The Roberts Court at 10

A Very Conservative Chief Justice Who Occasionally Surprises | Capstone

In this final snapshot, we take one last look back and also a look forward. We first examine a number of big cases from last Term, most of which were not discussed in previous snapshots and all of which shed additional light on the story of John Roberts’s first decade as Chief Justice. We then offer some thoughts on what we know about John Roberts, a decade into his tenure on the Court. The story is not altogether a simple one.

Summary

As we have approached the tenth anniversary of the start of John Roberts’s tenure as Chief Justice, we have engaged in a year-long project looking at his first decade as Chief Justice. As we noted in our opening snapshot, “[t]here can be no doubt that over the past nine years the Supreme Court has moved the law dramatically to the right in many areas,” but what we sought to examine was “what role . . . John Roberts [has] actually played in this movement.” To answer that question, we looked at a number of different areas of law—from campaign finance and voting to race and women’s rights to the environment and business cases—and examined not just the record of the Roberts Court, but the record of John Roberts himself.

In this final snapshot, we take one last look back and also a look forward. We first examine a number of big cases from last Term, most of which were not discussed in previous snapshots and all of which shed additional light on the story of John Roberts’s first decade as Chief Justice. We then offer some thoughts on what we know about John Roberts, a decade into his tenure on the Court. The story is not altogether a simple one.

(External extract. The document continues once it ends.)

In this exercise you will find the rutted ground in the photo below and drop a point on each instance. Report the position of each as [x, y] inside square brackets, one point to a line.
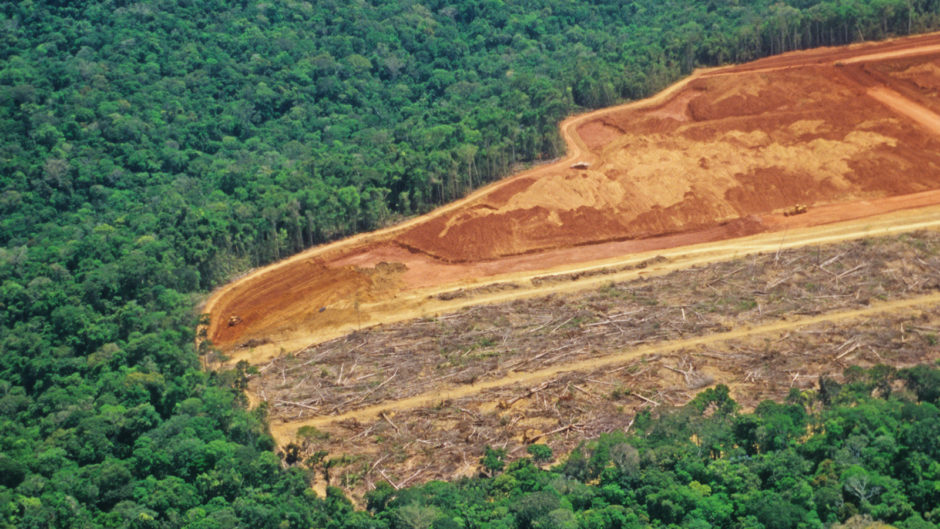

To be sure, John Roberts is a very conservative Justice, one who votes to move the law sharply to the right far more often than not. Indeed, there are some areas (such as race and access to the courts, to name just two) in which Roberts has firm ideological convictions; in these areas, it is often easy to predict his vote, no matter how strongly the law might point in the opposite direction. But there are other areas, as well—areas in which Roberts’s deep concern about the institutional legitimacy of the Court and his reputation as its Chief Justice can lead him to put law over ideology. Those areas may be few, but they can also be important. This past Term’s decision in King v. Burwell, the case about tax credits under the Affordable Care Act, is one notable example.

After taking one last look back at Roberts’s first ten years, we look ahead to see what the nation might expect in the first year or two of his second decade on the high court. The Court has already decided to hear a number of significant cases this coming Term, touching on issues from affirmative action and voting to unions and access to the courts. Moreover, other significant cases loom on the horizon, such as a challenge to President Obama’s executive action on immigration and challenges to state restrictions on abortion. Some of these cases are in areas in which Chief Justice Roberts’s long record of advancing conservative ideological ends provides little reason for optimism about how Roberts will ultimately vote. But importantly this is not true of all of these cases, and we identify a few cases where we hope that this very conservative Justice will end up surprising us.